Poems Syndrome

POEMS syndrome is a paraneoplastic syndrome characterized by polyradiculoneuropathy (P), organomegaly (O), endocrinopathy (E), clonal plasma cell disorder (M), and skin changes (S). Other features include papilledema, extravascular volume overload, sclerotic bone lesions, thrombocytosis/erythrocytosis, and elevated VEGF levels.

Epidemiology

Exact prevalence and incidence rates are not known. The only estimates are from Japan. In this country, prevalence has been reported to be about 1/330,000. Male predilection has been reported (2.5:1).

Clinical description

The average age of onset is in the 5th or 6th decade. The disease covers a wide clinical spectrum depending on the systems involved. Neuropathy is the primary manifestation and is usually peripheral, ascending, and symmetrical with distal weakness and paresthesia. It is both sensory and motor and may cause pain, hyperesthesia, and areflexia. A clonal plasma cell disorder (PCD) is the second major feature. Organomegaly mainly includes hepatomegaly, splenomegaly, and/or lymphadenopathy (Castleman disease; see this term). Various and extensive endocrine disorders may be found causing hypogonadism, thyroid abnormalities, adrenal insufficiency, and/or erectile dysfunction and gynecomastia in men. The skin is commonly affected with development of hyperpigmentation, hemangiomas, hypertrichosis, leukonychia or nail clubbing, sclerodermoid changes, lipodystrophy, and flushing. The main ocular manifestation is papilledema. Extravascular overload mainly manifests as peripheral edema, and sometimes as pleural effusion, ascites, and pericardial effusions. An increased risk of arterial and/or venous thrombosis is reported (up to 20% of patients). Disease severity depends on the systems involved and the course is chronic.
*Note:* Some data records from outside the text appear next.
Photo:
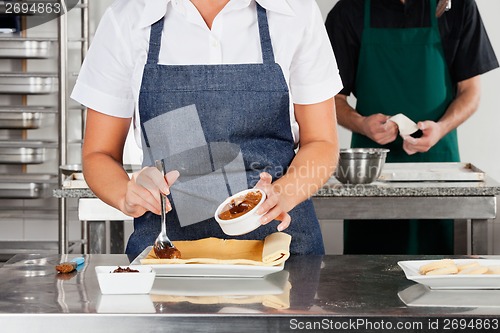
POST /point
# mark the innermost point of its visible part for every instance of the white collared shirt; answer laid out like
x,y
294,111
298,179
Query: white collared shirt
x,y
110,78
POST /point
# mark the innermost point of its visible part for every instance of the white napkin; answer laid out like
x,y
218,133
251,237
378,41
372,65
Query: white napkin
x,y
406,125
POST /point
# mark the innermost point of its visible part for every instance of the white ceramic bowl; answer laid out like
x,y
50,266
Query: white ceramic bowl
x,y
125,283
242,224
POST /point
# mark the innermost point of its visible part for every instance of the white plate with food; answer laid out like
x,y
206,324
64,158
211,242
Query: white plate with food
x,y
209,270
272,284
422,296
474,275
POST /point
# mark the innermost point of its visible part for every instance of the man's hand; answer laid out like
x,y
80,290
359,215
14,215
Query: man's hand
x,y
377,128
431,134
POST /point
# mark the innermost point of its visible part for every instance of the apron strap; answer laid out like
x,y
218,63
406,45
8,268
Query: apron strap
x,y
432,9
433,14
367,14
265,37
155,41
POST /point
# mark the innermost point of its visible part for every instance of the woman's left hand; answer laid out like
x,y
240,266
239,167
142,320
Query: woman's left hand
x,y
273,206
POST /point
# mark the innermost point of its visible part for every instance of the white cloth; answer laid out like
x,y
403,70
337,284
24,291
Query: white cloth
x,y
110,77
406,125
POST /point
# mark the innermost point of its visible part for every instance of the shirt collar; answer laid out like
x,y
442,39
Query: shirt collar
x,y
156,9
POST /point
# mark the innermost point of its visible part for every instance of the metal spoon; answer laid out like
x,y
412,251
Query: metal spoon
x,y
163,247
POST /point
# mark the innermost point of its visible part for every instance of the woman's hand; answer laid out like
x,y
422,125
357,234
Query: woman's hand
x,y
273,206
143,191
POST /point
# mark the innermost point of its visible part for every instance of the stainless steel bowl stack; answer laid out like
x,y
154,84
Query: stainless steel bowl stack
x,y
360,165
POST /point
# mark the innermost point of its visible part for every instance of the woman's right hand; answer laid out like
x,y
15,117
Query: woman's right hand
x,y
143,191
377,128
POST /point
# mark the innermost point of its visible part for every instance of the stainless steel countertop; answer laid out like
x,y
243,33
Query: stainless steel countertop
x,y
34,297
333,188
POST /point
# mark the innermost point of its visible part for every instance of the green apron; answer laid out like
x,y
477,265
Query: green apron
x,y
403,70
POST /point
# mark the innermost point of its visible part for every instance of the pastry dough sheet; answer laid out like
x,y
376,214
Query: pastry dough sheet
x,y
272,251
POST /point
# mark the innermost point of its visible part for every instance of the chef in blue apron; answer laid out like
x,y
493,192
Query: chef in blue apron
x,y
415,58
256,75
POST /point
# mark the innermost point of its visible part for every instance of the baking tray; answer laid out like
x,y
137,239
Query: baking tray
x,y
22,117
28,83
407,172
26,48
24,151
26,186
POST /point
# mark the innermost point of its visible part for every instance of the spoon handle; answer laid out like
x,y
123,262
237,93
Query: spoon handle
x,y
161,167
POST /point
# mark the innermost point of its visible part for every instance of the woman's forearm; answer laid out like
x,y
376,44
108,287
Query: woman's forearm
x,y
102,153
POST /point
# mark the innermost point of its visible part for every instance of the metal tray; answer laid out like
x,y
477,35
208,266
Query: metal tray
x,y
26,186
23,152
437,171
28,83
26,48
22,117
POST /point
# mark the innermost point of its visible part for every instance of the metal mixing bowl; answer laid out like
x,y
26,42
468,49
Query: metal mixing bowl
x,y
360,165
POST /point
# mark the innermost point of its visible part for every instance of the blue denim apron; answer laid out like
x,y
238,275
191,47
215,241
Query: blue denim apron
x,y
242,104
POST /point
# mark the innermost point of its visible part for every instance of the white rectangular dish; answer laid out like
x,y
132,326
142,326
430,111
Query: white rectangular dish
x,y
452,281
125,283
209,270
421,296
272,284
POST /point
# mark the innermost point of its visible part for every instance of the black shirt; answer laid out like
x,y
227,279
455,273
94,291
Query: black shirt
x,y
466,45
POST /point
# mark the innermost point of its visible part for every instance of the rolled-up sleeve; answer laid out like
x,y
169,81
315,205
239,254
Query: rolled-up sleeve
x,y
104,82
314,75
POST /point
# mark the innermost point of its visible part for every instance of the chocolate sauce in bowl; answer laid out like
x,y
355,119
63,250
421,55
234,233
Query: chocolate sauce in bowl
x,y
240,206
Some patients have a mild presentation while others have debilitating disease. 25% have respiratory manifestations including restrictive lung disease, pulmonary hypertension, and respiratory muscle weakness.

Etiology

The pathogenesis has not been clearly elucidated. Vascular endothelial growth factor (VEGF) appears to play a significant role in this plasma cell disorder.

Diagnostic methods

All of the clinical features are not required for diagnosis. Patients with three of the major criteria necessarily including polyradiculoneuropathy and clonal PCD (plus possibly Castleman, sclerotic bone lesions, VEGF elevation), plus at least one minor criterion can be diagnosed with POEMS. Minor criteria are organomegaly, endocrinopathy, papilledema, extravascular overload, and skin changes. Patient with POEMS features who do not have both peripheral neuropathy and PCD are considered as having the Castleman disease variant of POEMS. Radiographic assessment of bones, elevated VEGF, and bone marrow biopsy aid in confirming the diagnosis. VEGF levels correlate with disease activity.

Differential diagnosis

The main differential diagnoses are chronic inflammatory demyelinating polyneuropathy, AL amyloidosis and Guillain-Barré syndrome (see these terms). Monoclonal gammopathy of undetermined significance (MGUS) and should also be considered.

Management and treatment

Patients with dominant sclerotic plasmacytoma are treated with radiotherapy. Radiation is also used in patients with diffuse sclerotic lesions or disseminated bone marrow involvement. Some patients progress after radiation therapy and require systemic treatment. Alkylators are the main treatment, along with lenalidomide and to a lesser extent thalidomide and bortezomib. High-dose chemotherapy with peripheral blood stem cell transplant may be successful. Supportive care should also be provided (orthotics, physical therapy, and continuous positive airway pressure (CPAP)).

Prognosis

The prognosis is generally good if diagnosis is early and appropriate treatment is provided. Causes of death include progressive anasarca, thrombosis, and inanition.